At Gordon College in Wenham, some 100 students and faculty members gathered to watch the second presidential debate. We suspect there were some interesting conversations afterward. And at Endicott College, President Richard Wylie has pledged $100,000 to programs aimed at increasing students' civic-mindedness. If 85 percent of its students are registered to vote, as School of Education Dean Sara Quay's informal poll revealed, it's clear his initiative is having the desired effect.

"I think students are becoming more citizen-like rather than being consumer-like, and it's a good thing," according to Matt Gileneau, a student at Endicott College.

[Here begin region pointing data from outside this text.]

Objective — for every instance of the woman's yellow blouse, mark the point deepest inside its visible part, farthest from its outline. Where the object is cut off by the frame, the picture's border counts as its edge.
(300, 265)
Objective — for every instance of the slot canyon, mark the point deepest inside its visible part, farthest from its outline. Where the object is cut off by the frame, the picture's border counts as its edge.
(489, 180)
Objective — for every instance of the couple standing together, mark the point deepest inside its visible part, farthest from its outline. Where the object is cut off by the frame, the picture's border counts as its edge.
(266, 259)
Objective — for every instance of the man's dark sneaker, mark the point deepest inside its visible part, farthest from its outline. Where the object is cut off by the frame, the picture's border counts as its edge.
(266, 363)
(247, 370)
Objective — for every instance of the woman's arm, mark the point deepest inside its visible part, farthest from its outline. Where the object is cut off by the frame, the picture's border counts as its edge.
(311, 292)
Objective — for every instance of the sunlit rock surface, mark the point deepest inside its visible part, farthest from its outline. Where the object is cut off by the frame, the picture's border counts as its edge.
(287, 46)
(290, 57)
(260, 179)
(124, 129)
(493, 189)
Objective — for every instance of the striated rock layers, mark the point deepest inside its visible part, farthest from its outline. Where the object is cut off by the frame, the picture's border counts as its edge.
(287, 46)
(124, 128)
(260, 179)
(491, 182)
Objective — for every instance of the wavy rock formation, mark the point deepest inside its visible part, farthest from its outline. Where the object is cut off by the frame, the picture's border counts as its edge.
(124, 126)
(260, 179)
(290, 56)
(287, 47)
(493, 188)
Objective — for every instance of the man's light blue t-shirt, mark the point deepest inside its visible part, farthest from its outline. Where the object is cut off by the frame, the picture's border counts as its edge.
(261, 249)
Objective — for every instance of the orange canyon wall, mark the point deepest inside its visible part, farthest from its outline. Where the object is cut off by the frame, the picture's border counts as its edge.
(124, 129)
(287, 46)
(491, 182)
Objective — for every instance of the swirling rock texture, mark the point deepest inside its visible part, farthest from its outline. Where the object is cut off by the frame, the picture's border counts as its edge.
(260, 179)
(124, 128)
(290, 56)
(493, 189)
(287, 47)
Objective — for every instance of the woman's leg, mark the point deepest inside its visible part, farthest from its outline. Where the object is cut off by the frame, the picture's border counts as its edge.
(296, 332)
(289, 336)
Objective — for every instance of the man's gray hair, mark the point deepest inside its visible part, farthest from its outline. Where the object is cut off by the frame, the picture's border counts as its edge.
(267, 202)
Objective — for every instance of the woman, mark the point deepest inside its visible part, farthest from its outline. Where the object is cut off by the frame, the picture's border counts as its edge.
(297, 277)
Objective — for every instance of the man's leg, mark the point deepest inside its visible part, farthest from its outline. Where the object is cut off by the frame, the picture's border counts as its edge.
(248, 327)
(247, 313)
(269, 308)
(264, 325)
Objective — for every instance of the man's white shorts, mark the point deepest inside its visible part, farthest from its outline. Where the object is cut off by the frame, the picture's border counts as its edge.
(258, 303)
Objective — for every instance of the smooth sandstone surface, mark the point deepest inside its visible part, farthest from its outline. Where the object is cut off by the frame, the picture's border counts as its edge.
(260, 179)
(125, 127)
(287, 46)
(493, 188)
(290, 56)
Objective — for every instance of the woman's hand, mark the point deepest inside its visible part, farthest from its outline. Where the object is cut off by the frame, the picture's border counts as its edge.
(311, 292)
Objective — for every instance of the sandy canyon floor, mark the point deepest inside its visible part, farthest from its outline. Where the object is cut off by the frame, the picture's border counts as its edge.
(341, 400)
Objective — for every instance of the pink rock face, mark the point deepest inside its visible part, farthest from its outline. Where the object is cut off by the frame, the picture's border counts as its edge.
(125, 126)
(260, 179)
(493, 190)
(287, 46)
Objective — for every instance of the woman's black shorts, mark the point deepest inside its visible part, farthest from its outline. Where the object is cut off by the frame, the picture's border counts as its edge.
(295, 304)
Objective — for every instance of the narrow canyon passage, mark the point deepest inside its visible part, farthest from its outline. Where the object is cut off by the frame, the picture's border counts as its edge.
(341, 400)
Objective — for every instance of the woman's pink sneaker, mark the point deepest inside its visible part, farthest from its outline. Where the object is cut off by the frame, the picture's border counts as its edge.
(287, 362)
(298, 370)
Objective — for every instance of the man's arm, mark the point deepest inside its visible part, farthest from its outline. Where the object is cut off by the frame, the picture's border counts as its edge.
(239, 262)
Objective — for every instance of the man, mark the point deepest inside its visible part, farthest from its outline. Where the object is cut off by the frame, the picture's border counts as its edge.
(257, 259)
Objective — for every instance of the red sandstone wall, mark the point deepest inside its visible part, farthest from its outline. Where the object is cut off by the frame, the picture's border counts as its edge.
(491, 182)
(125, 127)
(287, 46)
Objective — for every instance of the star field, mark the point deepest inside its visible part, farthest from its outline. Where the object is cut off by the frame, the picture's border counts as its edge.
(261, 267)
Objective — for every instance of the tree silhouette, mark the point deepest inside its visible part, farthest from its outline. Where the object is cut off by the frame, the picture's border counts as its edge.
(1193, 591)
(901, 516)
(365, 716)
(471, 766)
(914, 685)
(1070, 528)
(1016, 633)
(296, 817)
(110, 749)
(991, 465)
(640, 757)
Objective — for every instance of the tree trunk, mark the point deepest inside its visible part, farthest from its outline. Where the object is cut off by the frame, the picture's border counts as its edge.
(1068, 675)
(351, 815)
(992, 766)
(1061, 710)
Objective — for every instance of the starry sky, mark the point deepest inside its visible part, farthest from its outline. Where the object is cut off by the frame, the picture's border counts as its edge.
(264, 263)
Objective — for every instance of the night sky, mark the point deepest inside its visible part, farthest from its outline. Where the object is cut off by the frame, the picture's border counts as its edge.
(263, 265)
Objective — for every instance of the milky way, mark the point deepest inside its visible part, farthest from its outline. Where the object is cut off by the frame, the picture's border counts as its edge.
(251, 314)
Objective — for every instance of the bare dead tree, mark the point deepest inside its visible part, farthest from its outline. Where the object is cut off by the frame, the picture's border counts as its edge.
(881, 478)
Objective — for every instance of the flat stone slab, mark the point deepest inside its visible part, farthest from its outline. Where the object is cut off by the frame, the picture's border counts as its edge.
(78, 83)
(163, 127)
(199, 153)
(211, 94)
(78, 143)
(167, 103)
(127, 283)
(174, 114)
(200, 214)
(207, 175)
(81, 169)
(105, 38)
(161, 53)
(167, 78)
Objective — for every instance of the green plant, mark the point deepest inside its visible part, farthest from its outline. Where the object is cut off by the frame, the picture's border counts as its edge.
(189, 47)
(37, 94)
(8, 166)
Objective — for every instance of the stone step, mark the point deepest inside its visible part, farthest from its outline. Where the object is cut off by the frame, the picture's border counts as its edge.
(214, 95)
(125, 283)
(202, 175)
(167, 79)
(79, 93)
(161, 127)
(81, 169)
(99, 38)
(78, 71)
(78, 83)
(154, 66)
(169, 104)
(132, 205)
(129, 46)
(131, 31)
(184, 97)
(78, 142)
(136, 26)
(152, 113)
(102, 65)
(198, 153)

We couldn't agree more.

Clearly the stakes are high in Massachusetts both at the top of the ballot and with Question 1, which has the potential of reducing the state's already squeezed finances by another 40 percent.

In New Hampshire, there are competitive races for the state's two seats in the House of Representatives and a hotly contested matchup for Senate between Republican incumbent John Sununu and his challenger, former governor Jeanne Shaheen. Continued concern over the war and the faltering economy could drive turnout above 70 percent, according to Andy Smith, a political scientist at the University of New Hampshire.

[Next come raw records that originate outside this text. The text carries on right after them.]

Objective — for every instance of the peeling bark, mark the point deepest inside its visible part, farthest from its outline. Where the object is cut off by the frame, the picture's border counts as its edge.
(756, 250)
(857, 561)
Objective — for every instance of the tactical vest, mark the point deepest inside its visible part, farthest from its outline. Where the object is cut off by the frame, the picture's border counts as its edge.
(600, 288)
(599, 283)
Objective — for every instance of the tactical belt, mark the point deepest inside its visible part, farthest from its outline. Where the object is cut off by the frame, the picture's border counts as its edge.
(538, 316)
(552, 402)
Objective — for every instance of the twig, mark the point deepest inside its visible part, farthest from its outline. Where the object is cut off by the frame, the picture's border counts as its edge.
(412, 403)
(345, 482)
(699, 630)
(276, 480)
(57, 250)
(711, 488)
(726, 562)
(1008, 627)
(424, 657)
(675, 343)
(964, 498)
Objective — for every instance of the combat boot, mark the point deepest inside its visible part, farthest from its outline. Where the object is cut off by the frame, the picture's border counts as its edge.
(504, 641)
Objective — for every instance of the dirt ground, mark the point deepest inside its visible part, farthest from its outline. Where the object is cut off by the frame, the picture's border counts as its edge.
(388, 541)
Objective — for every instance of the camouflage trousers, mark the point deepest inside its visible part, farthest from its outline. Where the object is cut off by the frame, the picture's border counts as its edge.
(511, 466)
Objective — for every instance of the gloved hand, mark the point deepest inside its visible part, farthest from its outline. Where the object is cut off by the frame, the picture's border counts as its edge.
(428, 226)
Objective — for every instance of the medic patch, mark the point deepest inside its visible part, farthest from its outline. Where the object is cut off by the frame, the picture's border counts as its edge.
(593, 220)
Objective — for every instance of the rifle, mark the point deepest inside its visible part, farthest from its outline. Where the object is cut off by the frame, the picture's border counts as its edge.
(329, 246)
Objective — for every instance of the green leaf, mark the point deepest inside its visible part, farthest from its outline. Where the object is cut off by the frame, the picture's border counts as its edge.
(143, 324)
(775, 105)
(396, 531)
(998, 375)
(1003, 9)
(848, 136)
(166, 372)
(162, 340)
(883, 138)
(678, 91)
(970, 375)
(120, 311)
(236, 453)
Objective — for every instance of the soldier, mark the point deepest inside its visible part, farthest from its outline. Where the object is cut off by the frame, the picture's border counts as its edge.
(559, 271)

"Couple that with a close electorate and two popular candidates in the state, and that will turn turnout up," he told Carey.

And in Barack Obama and John McCain, voters have a choice between two candidates for president who are very different in terms of their experience, temperament and political philosophy.

Columnist David Shribman, who's covered and studied presidential politics for many, many years, says the contrast is stark and the outcome of this year's election could affect the country for decades to come.

Shribman has written about how "being president matters."

"It will matter, too," he noted, "whether Barack Obama or John McCain is president, despite their common chants of reform, despite their shared sense of impatience with politics as usual. The beautiful irony is that in this Age of Cynicism, no one is arguing, as George C. Wallace did in 1968, that there isn't a dime's worth of difference between the major party candidates."

The volume of comment this paper has received via opinion columns, letters to the editor, and online responses, indicates that people are paying attention. Also a good thing.

So, too, is the phenomenon being noted by city and town clerks as those just reaching voting age come in to register and those who will be out of town apply for absentee ballots. People want to make sure their voices are heard next month.

Communities in New Hampshire are reporting increasing registrations. Pelham has registered an additional 71 voters since the state primary on Sept. 9, and Windham has added about 100 new voters. Londonderry has averaged five new voters a day, and Atkinson has signed up two or three a day.

Hampstead Town Clerk Patricia Curran has had so many new people register in the past two weeks than she can't guess at the number.

"We're actually trying to encourage everyone to come in and do it here because we're expecting a huge, huge voter turnout — 85 to 90 percent," she told our reporter. "It will save them from standing in line."

Important, contested races for public office coupled with an engaged and informed electorate — now that's something worth celebrating.